[The Iliad by Homer]@TWC D-Link book
The Iliad

BOOK XVI
2/38

Brave Diomed son of Tydeus has been hit with a spear, while famed Ulysses and Agamemnon have received sword-wounds; Eurypylus again has been struck with an arrow in the thigh; skilled apothecaries are attending to these heroes, and healing them of their wounds; are you still, O Achilles, so inexorable?
May it never be my lot to nurse such a passion as you have done, to the baning of your own good name.
Who in future story will speak well of you unless you now save the Argives from ruin?
You know no pity; knight Peleus was not your father nor Thetis your mother, but the grey sea bore you and the sheer cliffs begot you, so cruel and remorseless are you.

If however you are kept back through knowledge of some oracle, or if your mother Thetis has told you something from the mouth of Jove, at least send me and the Myrmidons with me, if I may bring deliverance to the Danaans.

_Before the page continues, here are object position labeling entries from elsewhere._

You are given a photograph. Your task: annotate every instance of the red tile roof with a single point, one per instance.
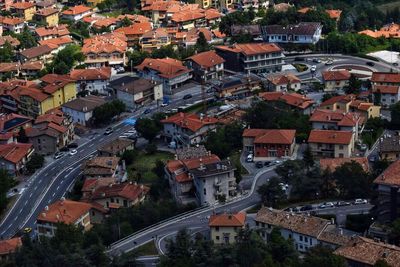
(251, 48)
(330, 137)
(336, 75)
(207, 59)
(227, 220)
(190, 121)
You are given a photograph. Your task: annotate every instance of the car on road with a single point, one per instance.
(108, 131)
(58, 155)
(259, 164)
(187, 96)
(359, 201)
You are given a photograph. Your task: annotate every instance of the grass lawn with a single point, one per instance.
(144, 163)
(148, 249)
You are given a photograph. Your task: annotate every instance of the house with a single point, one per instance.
(48, 16)
(305, 231)
(224, 228)
(136, 92)
(8, 247)
(283, 82)
(119, 195)
(269, 143)
(365, 252)
(50, 32)
(335, 79)
(135, 31)
(76, 13)
(294, 101)
(331, 143)
(25, 10)
(187, 128)
(105, 50)
(65, 211)
(170, 72)
(154, 39)
(252, 57)
(116, 147)
(386, 85)
(14, 156)
(210, 178)
(92, 80)
(336, 120)
(302, 33)
(13, 24)
(81, 109)
(206, 66)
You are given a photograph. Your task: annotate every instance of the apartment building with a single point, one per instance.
(252, 57)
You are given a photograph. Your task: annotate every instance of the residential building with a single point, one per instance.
(135, 31)
(105, 50)
(365, 252)
(252, 57)
(335, 79)
(76, 13)
(269, 144)
(119, 195)
(116, 147)
(154, 39)
(14, 156)
(305, 231)
(170, 72)
(331, 143)
(294, 101)
(25, 10)
(92, 80)
(283, 82)
(136, 92)
(81, 109)
(238, 86)
(64, 211)
(224, 228)
(8, 247)
(48, 16)
(206, 66)
(302, 33)
(187, 128)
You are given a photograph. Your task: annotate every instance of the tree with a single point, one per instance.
(271, 193)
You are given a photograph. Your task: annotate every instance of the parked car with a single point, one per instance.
(108, 131)
(360, 201)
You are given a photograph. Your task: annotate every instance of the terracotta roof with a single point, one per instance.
(330, 137)
(251, 48)
(166, 67)
(299, 223)
(368, 252)
(10, 245)
(333, 163)
(271, 136)
(227, 220)
(336, 75)
(207, 59)
(190, 121)
(15, 152)
(385, 77)
(103, 73)
(75, 10)
(65, 211)
(390, 176)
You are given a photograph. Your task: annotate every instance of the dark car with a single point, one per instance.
(188, 96)
(259, 164)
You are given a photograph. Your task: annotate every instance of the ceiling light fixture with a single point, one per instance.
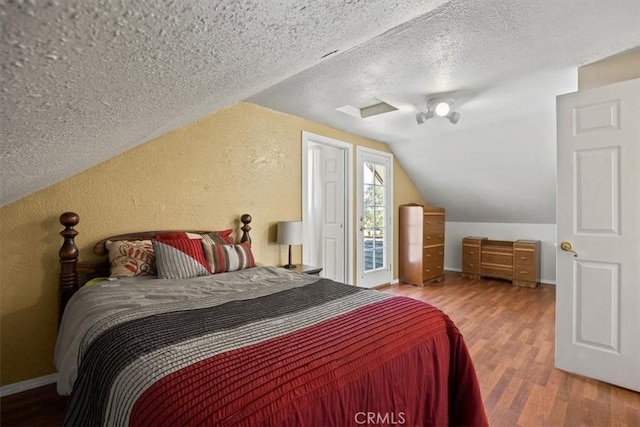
(440, 108)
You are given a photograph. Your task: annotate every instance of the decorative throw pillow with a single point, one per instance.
(174, 235)
(221, 258)
(180, 258)
(130, 258)
(222, 237)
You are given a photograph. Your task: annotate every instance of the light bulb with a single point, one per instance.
(442, 109)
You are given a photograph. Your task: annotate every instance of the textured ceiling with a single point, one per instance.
(84, 80)
(505, 62)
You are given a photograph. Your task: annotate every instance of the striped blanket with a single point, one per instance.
(318, 353)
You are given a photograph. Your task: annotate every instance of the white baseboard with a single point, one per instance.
(27, 385)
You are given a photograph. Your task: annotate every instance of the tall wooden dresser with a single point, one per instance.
(421, 251)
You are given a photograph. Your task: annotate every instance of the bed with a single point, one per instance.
(249, 345)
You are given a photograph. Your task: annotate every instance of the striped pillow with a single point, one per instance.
(180, 258)
(221, 258)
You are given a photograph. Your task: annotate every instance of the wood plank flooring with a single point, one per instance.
(510, 334)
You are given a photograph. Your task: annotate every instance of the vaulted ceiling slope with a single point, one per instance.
(84, 80)
(504, 61)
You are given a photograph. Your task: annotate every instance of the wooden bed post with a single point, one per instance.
(246, 220)
(68, 259)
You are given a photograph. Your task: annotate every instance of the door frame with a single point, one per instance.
(308, 139)
(390, 216)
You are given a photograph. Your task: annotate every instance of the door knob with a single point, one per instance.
(566, 246)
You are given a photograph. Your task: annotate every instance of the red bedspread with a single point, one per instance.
(369, 359)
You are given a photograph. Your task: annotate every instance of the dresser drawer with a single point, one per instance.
(433, 238)
(497, 258)
(434, 222)
(471, 251)
(433, 254)
(470, 263)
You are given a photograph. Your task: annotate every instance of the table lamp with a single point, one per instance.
(290, 233)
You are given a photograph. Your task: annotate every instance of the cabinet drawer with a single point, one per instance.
(497, 258)
(433, 238)
(525, 258)
(499, 272)
(470, 263)
(434, 222)
(471, 251)
(434, 254)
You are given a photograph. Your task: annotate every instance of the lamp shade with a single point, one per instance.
(290, 233)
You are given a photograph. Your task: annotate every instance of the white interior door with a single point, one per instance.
(598, 292)
(375, 217)
(327, 201)
(333, 242)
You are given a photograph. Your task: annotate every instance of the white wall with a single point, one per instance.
(546, 233)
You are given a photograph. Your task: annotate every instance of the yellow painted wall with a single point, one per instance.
(616, 68)
(244, 159)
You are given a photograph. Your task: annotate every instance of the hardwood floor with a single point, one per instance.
(510, 334)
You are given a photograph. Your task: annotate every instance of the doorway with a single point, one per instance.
(597, 293)
(375, 217)
(327, 200)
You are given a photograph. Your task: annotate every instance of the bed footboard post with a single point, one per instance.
(246, 220)
(68, 259)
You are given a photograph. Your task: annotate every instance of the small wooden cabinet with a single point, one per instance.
(308, 269)
(421, 240)
(518, 261)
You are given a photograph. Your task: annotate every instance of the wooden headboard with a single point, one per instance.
(74, 273)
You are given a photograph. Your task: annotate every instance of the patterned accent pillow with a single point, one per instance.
(221, 258)
(222, 237)
(175, 235)
(129, 258)
(180, 258)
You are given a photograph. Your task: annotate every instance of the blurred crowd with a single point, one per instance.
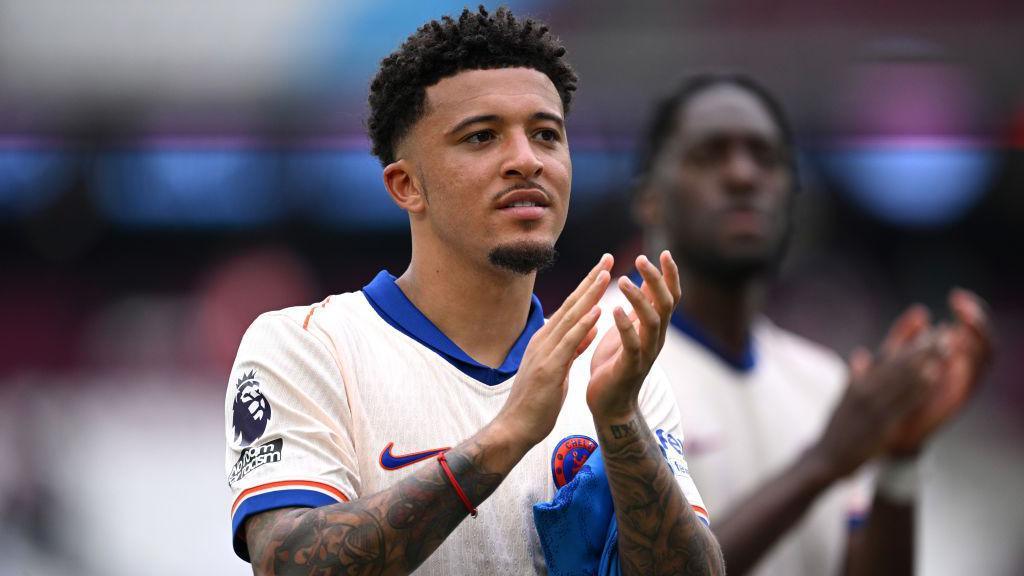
(151, 207)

Let me moreover wear your armour; the Trojans may thus mistake me for you and quit the field, so that the hard-pressed sons of the Achaeans may have breathing time--which while they are fighting may hardly be.

We who are fresh might soon drive tired men back from our ships and tents to their own city." He knew not what he was asking, nor that he was suing for his own destruction.

Achilles was deeply moved and answered, "What, noble Patroclus, are you saying?
I know no prophesyings which I am heeding, nor has my mother told me anything from the mouth of Jove, but I am cut to the very heart that one of my own rank should dare to rob me because he is more powerful than I am.